The Thompson submachine gun was a semi- or fully-automatic delayed blowback weapon. Known as the "Tommy Gun", the weapon was originally designed by General John Thompson for use in World War I, but prototype designs built by Auto-Ordnance Corporation were completed just as the war ended. With the military fairly uninterested in the weapon, the Thompson was marketed at the general public, and eventually became a well-known weapon for criminals in the 1920's and 1930's.
In 1938 the U.S. Army adopted the Thompson as a weapon and it was given the M1928A1 designation. A variant of the M1928 model, the M1928A1 used a horizontal foregrip instead of a vertical foregrip, and made use of box magazines instead of drum magazines. The 50-round drum magazine was prone to jamming and was not well suited to combat conditions.

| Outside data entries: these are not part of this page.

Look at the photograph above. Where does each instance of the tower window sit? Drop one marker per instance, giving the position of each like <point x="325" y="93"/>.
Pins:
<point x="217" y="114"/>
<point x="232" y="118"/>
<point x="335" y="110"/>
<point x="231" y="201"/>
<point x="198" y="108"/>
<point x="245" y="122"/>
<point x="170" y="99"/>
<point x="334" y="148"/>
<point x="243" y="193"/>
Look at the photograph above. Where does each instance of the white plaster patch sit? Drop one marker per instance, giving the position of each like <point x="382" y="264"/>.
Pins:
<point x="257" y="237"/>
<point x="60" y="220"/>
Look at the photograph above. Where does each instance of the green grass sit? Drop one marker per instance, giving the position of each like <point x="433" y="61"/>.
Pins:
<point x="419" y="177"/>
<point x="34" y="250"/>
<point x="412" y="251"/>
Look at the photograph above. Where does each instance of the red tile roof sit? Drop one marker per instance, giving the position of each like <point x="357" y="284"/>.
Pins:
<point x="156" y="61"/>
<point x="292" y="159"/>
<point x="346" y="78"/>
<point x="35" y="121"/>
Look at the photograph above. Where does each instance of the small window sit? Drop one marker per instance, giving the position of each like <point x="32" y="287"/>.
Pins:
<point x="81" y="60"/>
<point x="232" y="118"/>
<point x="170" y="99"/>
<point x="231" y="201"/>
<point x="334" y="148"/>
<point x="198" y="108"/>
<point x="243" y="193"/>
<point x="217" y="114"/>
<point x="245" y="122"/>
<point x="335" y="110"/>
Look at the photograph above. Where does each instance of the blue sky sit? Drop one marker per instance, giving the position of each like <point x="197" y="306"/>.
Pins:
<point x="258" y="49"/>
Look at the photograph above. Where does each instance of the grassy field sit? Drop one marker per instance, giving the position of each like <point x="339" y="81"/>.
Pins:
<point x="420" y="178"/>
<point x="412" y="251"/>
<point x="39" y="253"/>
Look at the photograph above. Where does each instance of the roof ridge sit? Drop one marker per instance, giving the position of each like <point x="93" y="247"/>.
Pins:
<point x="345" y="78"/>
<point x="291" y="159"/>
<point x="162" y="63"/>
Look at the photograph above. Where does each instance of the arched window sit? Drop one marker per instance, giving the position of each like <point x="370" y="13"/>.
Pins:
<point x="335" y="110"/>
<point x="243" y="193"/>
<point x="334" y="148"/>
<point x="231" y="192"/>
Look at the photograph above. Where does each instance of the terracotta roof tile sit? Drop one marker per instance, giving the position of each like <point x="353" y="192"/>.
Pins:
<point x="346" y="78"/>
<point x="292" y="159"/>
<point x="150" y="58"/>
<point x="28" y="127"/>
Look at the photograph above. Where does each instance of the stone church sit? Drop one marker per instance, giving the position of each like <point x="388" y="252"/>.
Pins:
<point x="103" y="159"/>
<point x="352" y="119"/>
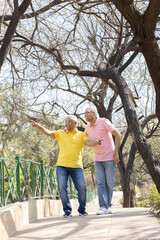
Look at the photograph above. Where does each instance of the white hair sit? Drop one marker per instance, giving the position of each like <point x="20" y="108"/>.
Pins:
<point x="73" y="117"/>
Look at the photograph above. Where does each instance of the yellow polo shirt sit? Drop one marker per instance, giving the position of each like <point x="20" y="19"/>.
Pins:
<point x="71" y="148"/>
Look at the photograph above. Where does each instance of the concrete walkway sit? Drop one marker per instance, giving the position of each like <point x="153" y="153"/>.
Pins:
<point x="122" y="224"/>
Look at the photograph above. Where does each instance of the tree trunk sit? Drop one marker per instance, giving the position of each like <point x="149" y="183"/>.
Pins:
<point x="151" y="53"/>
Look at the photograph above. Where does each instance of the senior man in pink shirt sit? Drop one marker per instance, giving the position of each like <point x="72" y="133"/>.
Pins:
<point x="105" y="156"/>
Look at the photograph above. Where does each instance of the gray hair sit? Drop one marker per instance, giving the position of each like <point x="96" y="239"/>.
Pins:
<point x="73" y="117"/>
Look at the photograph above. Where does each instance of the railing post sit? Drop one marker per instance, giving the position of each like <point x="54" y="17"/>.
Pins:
<point x="2" y="182"/>
<point x="32" y="180"/>
<point x="18" y="178"/>
<point x="41" y="170"/>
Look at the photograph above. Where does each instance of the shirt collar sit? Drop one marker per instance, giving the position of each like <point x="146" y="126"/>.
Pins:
<point x="75" y="131"/>
<point x="96" y="122"/>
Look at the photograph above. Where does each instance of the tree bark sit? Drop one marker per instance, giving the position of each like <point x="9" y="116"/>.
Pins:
<point x="11" y="30"/>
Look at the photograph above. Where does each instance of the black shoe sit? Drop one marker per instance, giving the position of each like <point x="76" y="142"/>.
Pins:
<point x="83" y="214"/>
<point x="67" y="215"/>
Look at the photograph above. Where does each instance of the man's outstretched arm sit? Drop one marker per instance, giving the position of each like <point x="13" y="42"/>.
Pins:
<point x="42" y="129"/>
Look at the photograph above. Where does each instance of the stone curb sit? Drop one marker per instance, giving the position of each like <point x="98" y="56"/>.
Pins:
<point x="19" y="215"/>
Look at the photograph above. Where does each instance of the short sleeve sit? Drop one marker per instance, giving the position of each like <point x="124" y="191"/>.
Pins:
<point x="108" y="125"/>
<point x="85" y="137"/>
<point x="56" y="134"/>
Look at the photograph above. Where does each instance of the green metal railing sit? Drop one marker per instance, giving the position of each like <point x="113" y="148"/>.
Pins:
<point x="21" y="179"/>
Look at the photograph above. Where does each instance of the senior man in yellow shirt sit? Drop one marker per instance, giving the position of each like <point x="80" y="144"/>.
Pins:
<point x="70" y="161"/>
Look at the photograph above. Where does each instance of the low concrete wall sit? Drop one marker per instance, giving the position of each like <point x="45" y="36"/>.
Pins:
<point x="18" y="215"/>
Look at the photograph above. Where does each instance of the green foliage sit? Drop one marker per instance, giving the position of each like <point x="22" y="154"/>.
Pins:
<point x="149" y="197"/>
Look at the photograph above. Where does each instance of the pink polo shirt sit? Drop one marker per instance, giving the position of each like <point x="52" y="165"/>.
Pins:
<point x="101" y="130"/>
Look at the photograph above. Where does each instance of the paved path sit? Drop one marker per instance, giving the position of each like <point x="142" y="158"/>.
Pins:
<point x="123" y="224"/>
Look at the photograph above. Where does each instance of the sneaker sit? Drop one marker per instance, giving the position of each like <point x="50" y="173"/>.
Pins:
<point x="67" y="215"/>
<point x="103" y="211"/>
<point x="83" y="214"/>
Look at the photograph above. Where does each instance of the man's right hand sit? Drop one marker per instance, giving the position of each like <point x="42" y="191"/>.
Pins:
<point x="34" y="124"/>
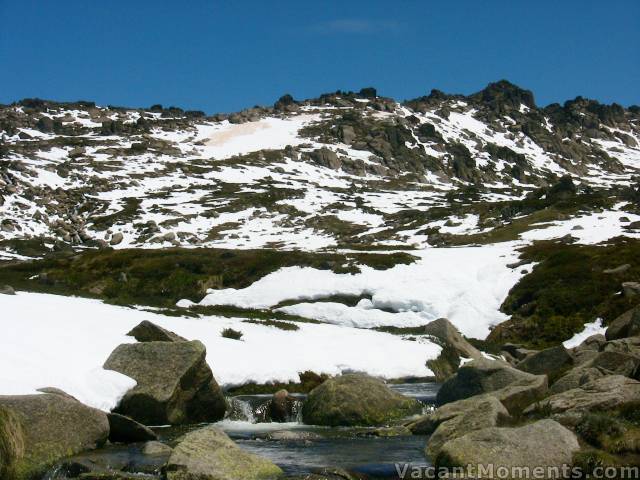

Updates to the weapon were made over time in order to simplify its production, and in April of 1942 the M1 model of the Thompson replaced the older M1928A1. Among the changes made were a permanently attached buttstock, and design alterations that prevented the use of the drum magazine. By October of 1942 the M1 was replaced by the M1A1, which removed the M1's firing pin and hammer and replaced it with firing pin machined into the face of the bolt. Production of the M1/M1A1 during World War II was accomplished by Auto-Ordnance Corporation and Savage Arms Company, who produced 847,991 and 539,143 copies of the weapon respectively. The Thompson was a reliable and well-respected weapon, with its major drawbacks being its significant weight and limited range.
The M1A1 was eventually replaced by the M3 submachine gun. The M3 was significantly cheaper to manufacture and went into service in 1944. Although no longer an actively supplied weapon, the Thompson would continue to serve the Army through Korea and, in limited use, Vietnam.